The authors developed a novel machine learning approach that models electronic free energy, allowing rapid and accurate phase diagram predictions for monolayer NbSe$_2$ under various conditions.

Findings

Accurate estimate of CDW transition temperature at low computational cost.

Disentangles roles of hot electrons and phonons in ultrafast CDW melting.

Enables exploration of nonthermal phase transitions in 2D materials.

Abstract

Understanding and controlling the charge density wave (CDW) phase diagram of transition metal dichalcogenides is a long-studied problem in condensed matter physics. However, due to complex involvement of electron and lattice degrees of freedom and pronounced anharmonicity, theoretical simulations of the CDW phase diagram at the density-functional-theory level are often numerically demanding.

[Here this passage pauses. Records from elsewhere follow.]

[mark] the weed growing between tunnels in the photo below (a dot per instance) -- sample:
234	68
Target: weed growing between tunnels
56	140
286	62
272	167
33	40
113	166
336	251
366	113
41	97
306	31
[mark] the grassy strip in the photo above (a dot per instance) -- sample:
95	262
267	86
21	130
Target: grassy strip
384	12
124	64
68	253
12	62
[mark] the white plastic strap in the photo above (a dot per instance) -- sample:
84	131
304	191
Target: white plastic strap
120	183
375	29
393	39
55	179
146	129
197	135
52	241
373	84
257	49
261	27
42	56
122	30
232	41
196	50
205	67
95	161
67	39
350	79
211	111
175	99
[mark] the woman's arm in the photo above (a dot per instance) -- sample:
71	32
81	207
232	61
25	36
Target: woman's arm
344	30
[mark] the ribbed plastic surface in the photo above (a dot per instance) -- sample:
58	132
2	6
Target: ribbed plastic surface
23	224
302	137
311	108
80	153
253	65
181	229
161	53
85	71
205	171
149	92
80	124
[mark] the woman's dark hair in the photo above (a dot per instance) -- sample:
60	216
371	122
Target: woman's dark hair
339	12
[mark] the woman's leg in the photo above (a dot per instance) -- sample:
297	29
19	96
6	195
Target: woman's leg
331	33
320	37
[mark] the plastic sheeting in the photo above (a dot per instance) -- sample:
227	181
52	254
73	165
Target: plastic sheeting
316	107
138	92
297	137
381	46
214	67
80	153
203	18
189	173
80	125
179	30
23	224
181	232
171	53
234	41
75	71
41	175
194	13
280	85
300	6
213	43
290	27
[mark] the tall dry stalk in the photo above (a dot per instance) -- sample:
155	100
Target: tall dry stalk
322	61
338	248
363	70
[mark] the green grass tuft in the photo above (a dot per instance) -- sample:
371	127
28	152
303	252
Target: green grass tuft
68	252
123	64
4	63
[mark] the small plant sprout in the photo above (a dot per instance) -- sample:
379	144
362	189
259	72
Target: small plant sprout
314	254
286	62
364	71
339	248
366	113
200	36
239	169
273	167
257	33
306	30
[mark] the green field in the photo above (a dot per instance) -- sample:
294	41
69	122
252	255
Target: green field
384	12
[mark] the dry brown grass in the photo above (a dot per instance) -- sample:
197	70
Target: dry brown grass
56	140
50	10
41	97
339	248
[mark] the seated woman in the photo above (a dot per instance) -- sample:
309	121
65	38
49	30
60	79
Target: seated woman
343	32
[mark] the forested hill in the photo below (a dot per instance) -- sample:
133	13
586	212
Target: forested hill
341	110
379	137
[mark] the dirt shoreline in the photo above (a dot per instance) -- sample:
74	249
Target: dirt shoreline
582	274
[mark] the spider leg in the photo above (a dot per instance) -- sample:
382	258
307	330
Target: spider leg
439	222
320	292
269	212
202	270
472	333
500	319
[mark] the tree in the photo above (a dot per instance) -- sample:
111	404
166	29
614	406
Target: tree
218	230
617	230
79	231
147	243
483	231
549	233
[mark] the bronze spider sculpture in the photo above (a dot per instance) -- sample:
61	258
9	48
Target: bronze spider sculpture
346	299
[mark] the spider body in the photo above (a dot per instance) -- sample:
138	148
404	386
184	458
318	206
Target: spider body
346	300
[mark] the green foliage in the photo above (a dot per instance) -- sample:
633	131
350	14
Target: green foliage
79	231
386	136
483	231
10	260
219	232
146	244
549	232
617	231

To reduce the computational cost of first principles modelling by orders of magnitude, we have developed an electronic free energy machine learning model for monolayer NbSe$_2$ that allows changing both electronic and ionic temperatures independently. Our approach relies on a machine learning model of the electronic density of states and zero-temperature interatomic potential. This allows us to explore the CDW phase diagram of monolayer NbSe$_2$ both under thermal and laser-induced nonthermal conditions. Our study provides an accurate estimate of the CDW transition temperature at low cost and can disentangle the role of hot electrons and phonons in nonthermal ultrafast melting process of the CDW phase in NbSe$_2$.